El Caso de Mª Margarita

Cuando me decidí a realizar la terapia del AtlasPROfilax, no sabía por donde empezar mi historial médico: cáncer de Tiroides hace 8 años con un remanente hace 2; espondilitis anquilosante y sacroilitis  bilateral, que me producían molestias casi permanentes en la espalda, y dolores inmovilizantes en la cadera. Además, a consecuencia de la última cirugía en el cuello para tratar el remanente en la tiroides,  padecía contracturas y dolores permanente.  Tras un más de un año de sesiones periódicas de fisioterapia sin ver resultados positivos, ya estaba resignada… Terminaba cada día sintiéndome completamente  extenuada, mi estado de ánimo era muy cambiante y los dolores que sentía en mi cuerpo eran los que determinaban mi buen o mal humor.  Los dolores de la cadera y la espalda empezaban a imponerme  cambios en mi forma de vivir, pues debía meditar cualquier actividad por miedo a las consecuencias.

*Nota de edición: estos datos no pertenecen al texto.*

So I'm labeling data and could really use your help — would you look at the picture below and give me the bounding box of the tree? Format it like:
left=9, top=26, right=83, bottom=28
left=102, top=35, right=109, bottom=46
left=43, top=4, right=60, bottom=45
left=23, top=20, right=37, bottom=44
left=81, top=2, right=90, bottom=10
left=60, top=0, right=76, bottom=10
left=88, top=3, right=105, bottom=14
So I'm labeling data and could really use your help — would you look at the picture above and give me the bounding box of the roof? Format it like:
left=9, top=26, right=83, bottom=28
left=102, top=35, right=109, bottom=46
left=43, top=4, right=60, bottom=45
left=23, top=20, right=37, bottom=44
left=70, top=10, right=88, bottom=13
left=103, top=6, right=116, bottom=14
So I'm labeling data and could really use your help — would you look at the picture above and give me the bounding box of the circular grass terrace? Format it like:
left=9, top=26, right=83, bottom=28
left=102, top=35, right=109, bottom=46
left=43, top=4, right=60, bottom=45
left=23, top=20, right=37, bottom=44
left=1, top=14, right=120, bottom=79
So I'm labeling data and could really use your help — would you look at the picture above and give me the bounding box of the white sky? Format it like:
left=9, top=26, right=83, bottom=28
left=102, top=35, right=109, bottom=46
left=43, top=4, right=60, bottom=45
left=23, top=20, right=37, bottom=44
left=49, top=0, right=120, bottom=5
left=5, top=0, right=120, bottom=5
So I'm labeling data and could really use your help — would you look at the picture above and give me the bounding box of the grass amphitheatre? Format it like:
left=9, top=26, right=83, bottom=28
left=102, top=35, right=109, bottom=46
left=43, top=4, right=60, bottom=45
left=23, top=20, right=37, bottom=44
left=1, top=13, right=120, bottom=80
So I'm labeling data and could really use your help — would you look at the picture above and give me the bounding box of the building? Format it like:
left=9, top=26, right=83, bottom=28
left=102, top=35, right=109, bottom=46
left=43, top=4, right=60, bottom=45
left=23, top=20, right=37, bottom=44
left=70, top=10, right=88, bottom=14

Al salir de la terapia, me sentía tan ligera como nunca lo había sentido (¡o quizás lo había olvidado!).  Caminaba mirándome en las vitrinas y me sorprendí de ver que mi espalda estaba mucho mas recta que antes.  Esa noche, y a partir de entonces, volví a tener un sueño reparador.  Lo primero que identifiqué fue que me levantaba en las mañanas sin que la planta de los pies me doliera.  Mi estado de salud empezó a cambiar tan rápido y de forma tan favorable que los días iban pasando y fácilmente me fui olvidando del dolor. Tras un par de meses me di cuenta que el dolor de la espalda, cadera y las piernas no había vuelto. En los dos controles médicos que he tenido desde entonces con el Reumatólogo, éste se ha sorprendido, pues los indicadores clínicos continúan mostrando la presencia de una espondilitis anquilosante pero hay ausencia de sintomatología: mi movilidad es igual a la de cualquier otra persona de mi edad y no hay calcificaciones entre las vertebras!

Sé en mi interior que haber corregido la posición de mi atlas ha tenido y seguirá teniendo efectos más allá de los descritos en mi cuerpo físico. Todo para mí ha sido ganancia.